Gluten free diets often begin with the removal of a large number of foods initially. A comprehensive report from 21 studies found that strict gluten free diets are often deficient in calcium, magnesium, zinc and iron, as well as vitamin D, vitamin B12 and folate.

In addition, to the elimination of a large number of foods, gluten free alternative foods (pastas, breads, cookies, etc) are often fortified with highly refined gluten free alternatives. More often than not, these gluten free alternatives are not enhanced with vitamins and minerals that would be otherwise found in grain based foods. This can cause a higher propensity of nutrient deficiency.

Lastly, those with gluten intolerance have a much higher likelihood of also having lactose intolerance.

Lactose Free

As with vegans, diets that eliminate dairy often experience a deficiency in calcium. Dairy has the highest amount of easily absorbable calcium. As with the other diets, the calcium-to-magnesium ratio comes into play for nutrient deficiencies.

Solving Nutrient Deficiencies

Despite these common nutrient pitfalls with the most popular diets today, there are options for reducing deficiencies and the unpleasant side effects.

First, consider opting for high quality, organic or naturally grown foods. Yes, we often hear statistics such as an Avocado has 80-100mg of magnesium. If you are eating 4 a day how can you still be deficient in magnesium?
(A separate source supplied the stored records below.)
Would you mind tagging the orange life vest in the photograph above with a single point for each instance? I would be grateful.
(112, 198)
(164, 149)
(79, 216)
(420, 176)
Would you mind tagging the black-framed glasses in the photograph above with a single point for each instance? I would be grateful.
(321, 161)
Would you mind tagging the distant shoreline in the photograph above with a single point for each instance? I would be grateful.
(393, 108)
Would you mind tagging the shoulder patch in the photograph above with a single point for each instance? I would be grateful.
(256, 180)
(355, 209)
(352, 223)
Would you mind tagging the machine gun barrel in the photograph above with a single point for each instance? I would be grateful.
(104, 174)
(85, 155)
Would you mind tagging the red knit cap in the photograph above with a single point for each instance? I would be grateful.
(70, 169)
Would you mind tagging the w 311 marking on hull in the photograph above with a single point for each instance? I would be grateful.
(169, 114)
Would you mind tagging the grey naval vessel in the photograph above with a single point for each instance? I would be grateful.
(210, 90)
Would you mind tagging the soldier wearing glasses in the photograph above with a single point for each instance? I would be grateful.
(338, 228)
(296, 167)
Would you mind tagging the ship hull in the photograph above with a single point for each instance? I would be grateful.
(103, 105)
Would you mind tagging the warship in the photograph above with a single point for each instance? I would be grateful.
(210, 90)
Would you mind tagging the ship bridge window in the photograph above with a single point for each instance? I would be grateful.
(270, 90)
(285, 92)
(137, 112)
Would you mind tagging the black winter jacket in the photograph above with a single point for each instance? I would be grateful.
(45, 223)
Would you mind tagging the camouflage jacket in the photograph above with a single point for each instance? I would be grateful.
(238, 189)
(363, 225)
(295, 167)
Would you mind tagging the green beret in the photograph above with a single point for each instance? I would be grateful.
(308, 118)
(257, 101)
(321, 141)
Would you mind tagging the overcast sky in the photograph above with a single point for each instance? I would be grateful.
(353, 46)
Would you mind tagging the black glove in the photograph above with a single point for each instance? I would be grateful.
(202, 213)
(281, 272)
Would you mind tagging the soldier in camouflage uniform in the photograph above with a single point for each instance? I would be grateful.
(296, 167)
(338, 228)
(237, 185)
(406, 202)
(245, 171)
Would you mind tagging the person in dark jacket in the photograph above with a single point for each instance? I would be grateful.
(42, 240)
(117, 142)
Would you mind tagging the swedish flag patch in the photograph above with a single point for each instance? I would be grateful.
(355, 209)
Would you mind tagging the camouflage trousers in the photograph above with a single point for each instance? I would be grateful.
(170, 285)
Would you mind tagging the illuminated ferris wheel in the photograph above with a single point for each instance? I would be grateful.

Unfortunately, modern farming practices deplete the soils of valuable nutrients causing the food sources grown in these soils to be nutrient deficient as well. Consuming foods grown in nutrient rich soil or fed nutrient rich diets can improve your subsequent uptake in these nutrients.

Second, consider supplementation. When choosing a supplement, opt for a high bioavailability and absorption potential. Liquid nutrient supplements typically have a higher absorption rate and bioavailability than most pill forms. Also be aware of dosage recommendation to meet your daily recommended intake value.